[<prev] [next>] [<thread-prev] [thread-next>] [day] [month] [year] [list]
Message-ID: <CABawtvNbkeXdQiBYD9Q+oRijw6VnT=FHdiFkjvFfh8Uw8KvO_A@mail.gmail.com>
Date: Tue, 3 Dec 2013 11:51:25 +0800
From: Ethan Zhao <ethan.kernel@...il.com>
To: Bjorn Helgaas <bhelgaas@...gle.com>
Cc: Nick Pegg <nick@...kpegg.com>,
"linux-kernel@...r.kernel.org" <linux-kernel@...r.kernel.org>,
"e1000-devel@...ts.sourceforge.net"
<e1000-devel@...ts.sourceforge.net>, Jin Feng <joe.jin@...cle.com>,
konrad.wilk@...cle.com
Subject: Re: NETDEV WATCHDOG: eth0 (e1000e): transmit queue 0 timed out
Bjorn,
Seems not the same bug as http://sourceforge.net/p/e1000/bugs/367/
, Nick is not running his kernel on bare metal, per the error log,
he runs his kernel as HVM DomU guest or Dom0 on XEN ? so just a check
of NULL will not fix that.
Thanks,
Ethan
On Thu, Nov 21, 2013 at 5:22 AM, Bjorn Helgaas <bhelgaas@...gle.com> wrote:
> [+cc e1000-devel]
>
> On Wed, Nov 20, 2013 at 11:44 AM, Nick Pegg <nick@...kpegg.com> wrote:
>> Hello,
>>
>> I've been seeing some servers hit a condition where they receive a
>> large number of packets (over 500,000 per second, for example) which
>> causes a kernel panic due to a null pointer dereference. I've included
>> the tracebacks below.
>>
>> I have not been able to reproduce this in my lab, but out in the field
>> I've seen this happen with kernel versions 3.7.6 through 3.9.2 (e1000e
>> driver versions 2.1.4-k through 2.2.14-k), running with Intel 82574L
>> NICs.
>>
>> I've seen previous posts to this mailing list suggesting that this is
>> a hardware issue (the mitigation being turning TSO/GSO off), however
>> those tracebacks didn't show the interface getting unexpectedly reset,
>> causing the null pointer dereference. Is this possibly a problem with
>> the e1000e driver where it's not gracefully handling the reset?
>>
>> Let me know if more information is needed. And please CC me in replies
>> since I'm not subscribed to this list. Thanks!
>
> Intel maintains newer drivers out-of-tree at
> http://sourceforge.net/projects/e1000/, and it's possible this is some
> bug that has already been fixed.

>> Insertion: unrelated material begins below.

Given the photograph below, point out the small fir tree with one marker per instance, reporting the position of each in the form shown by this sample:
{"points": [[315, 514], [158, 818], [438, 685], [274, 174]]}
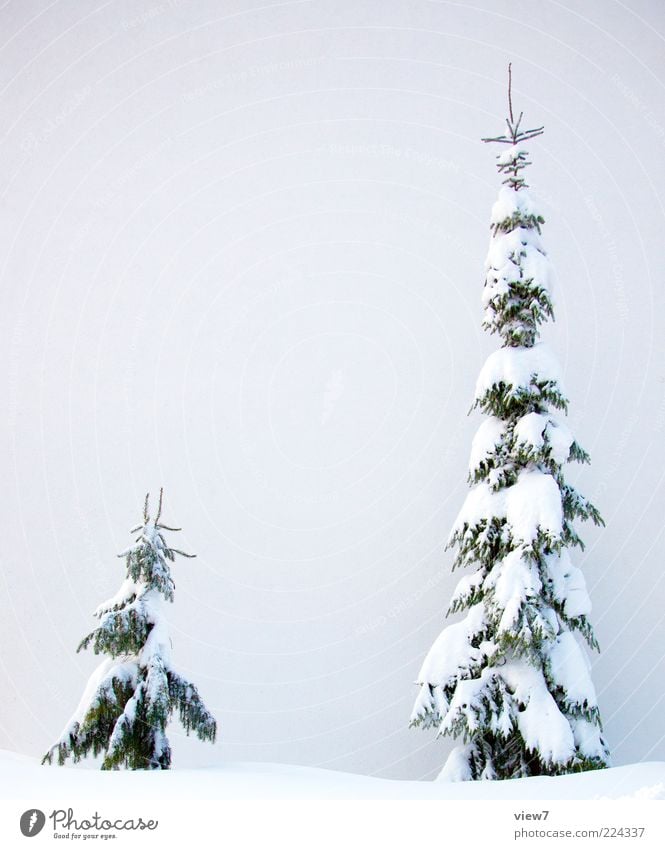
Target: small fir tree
{"points": [[132, 694], [511, 678]]}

The current version there looks like
> e1000e-2.5.4, released 2013-09-05.
>
> Possible similar report: http://sourceforge.net/p/e1000/bugs/367/ (no
> real data there).
>
>> --------
>> Nov 16 07:03:19 rx ------------[ cut here ]------------
>> Nov 16 07:03:19 rx WARNING: at net/sched/sch_generic.c:255
>> dev_watchdog+0x25b/0x270()
>> Nov 16 07:03:19 rx Hardware name: X8DT6
>> Nov 16 07:03:19 rx NETDEV WATCHDOG: eth0 (e1000e): transmit queue 0 timed out
>> Nov 16 07:03:19 rx Modules linked in: xt_u32 xt_physdev
>> ip6table_mangle ip6_tables ebt_comment ebt_set ebt_arp ebt_limit
>> ebt_ip6 ebt_ip ip_set_hash_net ip_set ebtable_nat xen_gntdev bonding
>> ebtable_filter 8021q mrp e1000e ptp pps_core
>> Nov 16 07:03:19 rx Pid: 14268, comm: kworker/0:0 Not tainted 3.9.2-1 #1
>> Nov 16 07:03:19 rx Call Trace:
>> Nov 16 07:03:19 rx <IRQ> [<ffffffff8105070a>] warn_slowpath_common+0x7a/0xc0
>> Nov 16 07:03:19 rx [<ffffffff810507f1>] warn_slowpath_fmt+0x41/0x50
>> Nov 16 07:03:19 rx [<ffffffff8168e2ab>] dev_watchdog+0x25b/0x270
>> Nov 16 07:03:19 rx [<ffffffff8168e050>] ? __netdev_watchdog_up+0x80/0x80
>> Nov 16 07:03:19 rx [<ffffffff81060464>] call_timer_fn+0x44/0x120
>> Nov 16 07:03:19 rx [<ffffffff81060a71>] run_timer_softirq+0x241/0x2b0
>> Nov 16 07:03:19 rx [<ffffffff8168e050>] ? __netdev_watchdog_up+0x80/0x80
>> Nov 16 07:03:19 rx [<ffffffff8105893f>] __do_softirq+0xef/0x270
>> Nov 16 07:03:19 rx [<ffffffff81058bc5>] irq_exit+0xb5/0xc0
>> Nov 16 07:03:19 rx [<ffffffff81435a8f>] xen_evtchn_do_upcall+0x2f/0x40
>> Nov 16 07:03:19 rx [<ffffffff817a24fe>] xen_do_hypervisor_callback+0x1e/0x30
>> Nov 16 07:03:19 rx <EOI> [<ffffffff813b3722>] ? delay_tsc+0x32/0x80
>> Nov 16 07:03:19 rx [<ffffffff813b373a>] ? delay_tsc+0x4a/0x80
>> Nov 16 07:03:19 rx [<ffffffff813b36e8>] ? __const_udelay+0x28/0x30
>> Nov 16 07:03:19 rx [<ffffffffa0025b0e>] ?
>> e1000e_read_phy_reg_mdic+0xce/0x120 [e1000e]
>> Nov 16 07:03:19 rx [<ffffffffa0018bd0>] ?
>> e1000_get_hw_semaphore_82574+0x20/0x40 [e1000e]
>> Nov 16 07:03:19 rx [<ffffffffa0027a75>] ?
>> e1000e_read_phy_reg_bm2+0x55/0xb0 [e1000e]
>> Nov 16 07:03:19 rx [<ffffffffa00330d6>] ?
>> e1000e_flush_descriptors+0x96/0x270 [e1000e]
>> Nov 16 07:03:19 rx [<ffffffffa00181b7>] ?
>> e1000_check_phy_82574+0x27/0x60 [e1000e]
>> Nov 16 07:03:19 rx [<ffffffffa0034178>] ?
>> e1000_watchdog_task+0x648/0x830 [e1000e]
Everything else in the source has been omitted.